Boy, Edina, others have said it "Get thee to another doctor"; one who has some interpersonal skills no matter what her medical knowledge. A local oncologist here in Boston has written a great book called "The anatomy of hope", based on case stories from his work. He feels that an oncologist's first job is convey that the doctor and the patient are on this journey together, and together can manged whatever lies ahead. Maybe you mom's onc should read the book while you get a second opinion?
I switched to a different onc in my group early in the practice. I'm a nurse, and the first one kept repeating "Oh, don't worry about the details, you'll do fine" when I was asking more technical questions. I wanted information, not a pep talk, but managed to get both from my next doc.
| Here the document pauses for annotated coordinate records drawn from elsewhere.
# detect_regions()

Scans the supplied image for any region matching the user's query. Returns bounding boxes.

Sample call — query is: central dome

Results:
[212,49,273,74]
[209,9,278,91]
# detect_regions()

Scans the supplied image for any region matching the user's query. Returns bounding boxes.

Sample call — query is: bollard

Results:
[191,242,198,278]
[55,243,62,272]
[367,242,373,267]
Good luck to your both; keep us posted. Judy

Edina77
Posts: 13
Joined: Oct 2004

first let me say thank you all for your kind words.
Second - i want to take her to another doctor so bad but we can't do that- at least not yet.
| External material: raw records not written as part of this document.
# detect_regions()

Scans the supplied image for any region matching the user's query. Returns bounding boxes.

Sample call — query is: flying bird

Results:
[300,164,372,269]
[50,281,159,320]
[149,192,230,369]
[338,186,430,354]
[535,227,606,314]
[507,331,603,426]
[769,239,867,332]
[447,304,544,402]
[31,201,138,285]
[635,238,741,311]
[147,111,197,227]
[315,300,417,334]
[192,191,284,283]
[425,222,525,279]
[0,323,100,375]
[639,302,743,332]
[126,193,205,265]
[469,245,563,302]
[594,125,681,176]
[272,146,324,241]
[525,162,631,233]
She is getting treatment at a local county hospital because she does not have insurance and because she is not eligible for medicare.
So, other then having thousands and thousands of cash ready upfront and for each visit at a major cancer center - we have to stay where we are.
SO thats the story. I am still looking around for some organizations to see if she could get in to a cancer center and get a second opinion.... Guys, let me tell you: she is doing better every day. At least for now she is. It's like, now she gets up and wants to clean, cook etc. Of course i dont let her get too tired, but i let her do small things which makes her feel good. the other night she made dinner and kept singing " Yeah, i am making dinner, i can't believe it!!!" She feels like her old self again. But then- there is that doctor and when i think of her my head spins so fast i think i am going to loose it!!! Who is SHE to tell my mom how long she has to live and how she is going to die??!! I believe in God. I believe he is on my moms side now and as long as he is with us, we can beat anything.
My victory is when i read one of your survival stories. I may print them out and leave them all for my moms oncologist to read and learn something new.

Keep fighting and thank you all for everything !!